カガリが起きる事を心の何処かで期待しながら、子供達を寝かせる事に無理やりにでも意識を集中させる。

物語がすすめばすすむほどに、子供達の賑やかな声は落ちついてゆき、
時折、寝言のような何て言っているのかわからない不思議な声が聞こえてくる。

「そこに居たのはお姫様でした・・・」

魔物を倒し、ロビンがお姫様を見つけたシーンに載っている絵は、金髪の可愛らしい姫君の絵。

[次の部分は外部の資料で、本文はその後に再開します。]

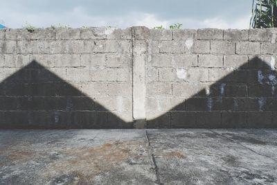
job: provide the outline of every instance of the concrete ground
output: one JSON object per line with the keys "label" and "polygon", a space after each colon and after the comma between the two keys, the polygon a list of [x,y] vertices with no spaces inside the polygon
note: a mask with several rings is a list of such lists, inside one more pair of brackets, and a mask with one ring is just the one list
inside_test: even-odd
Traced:
{"label": "concrete ground", "polygon": [[0,131],[0,184],[276,182],[276,130]]}

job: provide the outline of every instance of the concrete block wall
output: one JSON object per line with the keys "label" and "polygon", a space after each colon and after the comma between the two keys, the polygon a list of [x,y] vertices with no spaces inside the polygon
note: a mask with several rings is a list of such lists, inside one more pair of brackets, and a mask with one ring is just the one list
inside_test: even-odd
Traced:
{"label": "concrete block wall", "polygon": [[0,30],[0,127],[277,127],[276,33]]}

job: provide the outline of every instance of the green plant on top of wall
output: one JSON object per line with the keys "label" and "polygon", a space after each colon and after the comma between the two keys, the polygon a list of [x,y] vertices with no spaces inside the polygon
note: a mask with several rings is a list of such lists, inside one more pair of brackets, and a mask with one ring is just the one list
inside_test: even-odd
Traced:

世の中のお姫様というものは皆、金色の髪なのだろうか。
自分にとってのお姫様も金髪だったのだから、絵本とはいえ侮れない。

 

読み進めていく中で、続きを催促してくる声が聞こえなくなるのを不思議に思って子供に視線を合わせると、
案の定、妻と同じように子供たちはすでに夢の中。いつのまに眠ったのだろうか。

同じような寝息をたてて、ほんのわずか口をあけている
少しまぬけで可愛らしい顔にアスランは笑った。

 

ぱたりと絵本を閉じる。
ベッドサイドのテーブルにその本を置くと子供たちの頭を撫でてやった。

 

 

 

 

 

最後まで読むことはなかったが、この物語の最後は、お姫様と出会ったロビンは、
彼女にとっての王子様となって、幸せに暮らすのだ。

絵本にはそう書いてある。
けれど、楽しいことばかりではないはずだ。

泣いて泣かせて、傷つけたこともたくさんあっただろう。
幼ければなおさらだ。
何も知らずに傷つけて、そして後でひどく後悔して・・・・

 

それでも、最後はどんな思い出も、笑って振り返れるくらいに、幸せになるのだ。
いつまでもいつまでも、笑って幸せに暮らすのだ。

 

 

そう、それはまるで自分達のように。

 

 

それならば、このお姫様もその王子様との間には双子の男の子を産んだのだろうか?
自分で思ったことなのになんだかむず痒く恥ずかしい気持ちになる。

 


「次は・・・女の子、ほしいな」
「産むのは私だぞ・・・」

 

独り言になるはずだった言葉に、返事が返ってきた。
びっくりしてその声の主に目をやれば、口元に人差し指をあてている。
どうやら、静かにしろと言いたいらしい。

「・・・作るのは俺・・・」
「ばかっ」

カガリに従って小さな声で喋ったのに、
静かに、と訴えたカガリのほうがつい大きな声を出してしまって、慌てて両手で口を防ぐ。
その姿を見てあまりにもおかしくて、アスランが笑うのを必死に堪えていたら、
カガリにはまた睨まれる。

 

けれど、甘く見つめ返せば、むっとしたままの彼女の表情も次第に優しくなり、頬を染めて微笑んでくれた。

 


ベッドにいる子供たちを起こさないように、そっと降りて、カガリの方へと歩み寄る。
両手を伸ばしてきたカガリの身体を、ベッドから抱き上げると、
その両手はアスランの首に柔らかく絡まった。

 

「作るのは・・・2人で、だ」

「了解」

 

抱き上げた身体が嬉しそうに擦り寄ってくる。
アスランの耳元で、さっきの、と囁いてその頬にキスをした。
それほど子供達に羨ましそうな顔を向けていただろうか。

きっとそうなんだろう。

 

 

 

ごめんな。
カガリを今から1人占めするから。

 

心の中で、可愛い息子2人に謝罪する。

 

 

 

 

とりあえず、今のキスのお返しは、隣の部屋にてたっぷり贈ろうと心に決めたアスランは、
甘い時間の待つ隣の部屋へと歩き出した。

 

 

 

 

 

 

END

 

 


どんなことになろうと幸せを見つけるアスカガ。
子供たちとラブラブなカガリ。ライバルは父上。この家族のお姫様はカガリ。
アスランの永遠のお姫様。
(・・・・・恥ずかしい後書き(笑))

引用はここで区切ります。